The RBNZ had previously raised the overnight cash rate (OCR) 12 times since the first lift in October 2021. Stock markets in New Zealand consolidated higher on the news following losses seen at the open.
NZ CPI in the first quarter was below expectations at 6.7% and the second quarter reading will be released next week. The RBNZ have an inflation target of 1 – 3%. The initial weakness in the aftermath of the OCR decision was most notable against the yen and Aussie.
Today’s pause in the hiking cycle may reflect the market perception of many Western central banks whereby once policy settings are seen as tight enough, an extended period of ‘wait and see’ could be in store.

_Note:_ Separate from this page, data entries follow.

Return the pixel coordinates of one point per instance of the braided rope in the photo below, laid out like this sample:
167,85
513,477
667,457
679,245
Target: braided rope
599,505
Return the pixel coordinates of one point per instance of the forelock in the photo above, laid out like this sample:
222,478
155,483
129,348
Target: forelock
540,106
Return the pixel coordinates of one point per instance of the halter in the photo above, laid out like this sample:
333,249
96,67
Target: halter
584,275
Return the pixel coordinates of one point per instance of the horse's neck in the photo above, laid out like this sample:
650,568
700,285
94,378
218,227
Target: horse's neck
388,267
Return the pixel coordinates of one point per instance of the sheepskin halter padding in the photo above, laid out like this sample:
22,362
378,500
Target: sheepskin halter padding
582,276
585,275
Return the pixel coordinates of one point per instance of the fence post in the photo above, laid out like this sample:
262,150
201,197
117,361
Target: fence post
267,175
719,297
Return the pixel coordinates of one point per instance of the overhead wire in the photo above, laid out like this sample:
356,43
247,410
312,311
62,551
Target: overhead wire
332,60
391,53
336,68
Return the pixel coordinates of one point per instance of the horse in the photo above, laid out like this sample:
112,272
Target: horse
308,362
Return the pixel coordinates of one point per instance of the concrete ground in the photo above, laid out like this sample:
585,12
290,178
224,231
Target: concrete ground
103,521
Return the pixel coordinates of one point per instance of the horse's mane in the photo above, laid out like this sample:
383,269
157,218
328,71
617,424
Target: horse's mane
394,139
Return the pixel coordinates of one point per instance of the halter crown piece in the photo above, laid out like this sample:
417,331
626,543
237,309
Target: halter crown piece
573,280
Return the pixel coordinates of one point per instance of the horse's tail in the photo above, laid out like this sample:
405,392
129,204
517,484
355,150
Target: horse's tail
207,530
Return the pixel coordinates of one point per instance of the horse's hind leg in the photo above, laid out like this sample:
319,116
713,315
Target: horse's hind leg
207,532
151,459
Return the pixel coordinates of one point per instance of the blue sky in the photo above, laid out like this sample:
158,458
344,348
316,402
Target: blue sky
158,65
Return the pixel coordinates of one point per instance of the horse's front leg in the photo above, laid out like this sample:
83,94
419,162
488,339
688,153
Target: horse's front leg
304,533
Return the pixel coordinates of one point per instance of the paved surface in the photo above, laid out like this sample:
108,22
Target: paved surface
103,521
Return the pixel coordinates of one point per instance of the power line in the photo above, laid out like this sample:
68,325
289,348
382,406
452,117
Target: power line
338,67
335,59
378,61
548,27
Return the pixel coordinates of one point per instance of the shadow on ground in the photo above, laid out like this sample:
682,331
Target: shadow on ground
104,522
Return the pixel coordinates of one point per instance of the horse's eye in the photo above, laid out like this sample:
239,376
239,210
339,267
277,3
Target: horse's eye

It was a busy morning for Antipodean currencies, as RBA Governor Lowe was also speaking. Lowe noted that “it is possible there will be more rate hikes still to come.”
He also added that “possible some further tightening will be required to return inflation to target” and the RBA “Remains to be determined whether monetary policy has more work to do.”
Traders await the CPI release from the US later today, notably the US dollar remained soft ahead of the CPI drop during the Asian trading session.
CIBC bank note that “Base effects will be behind a sharp drop in the pace of annual headline inflation to 3.1% in the US in June, as surging gasoline prices from a year ago drop out of the calculation. That will leave inflation at the slowest pace since March 2021.”
CIBC add that “Excluding food and energy, core price pressures could have also subsided to a pace not seen since late 2021 at 5.0%, with potentially slower inflation in shelter adding to a possible drop in used car prices, in line with industry measures.”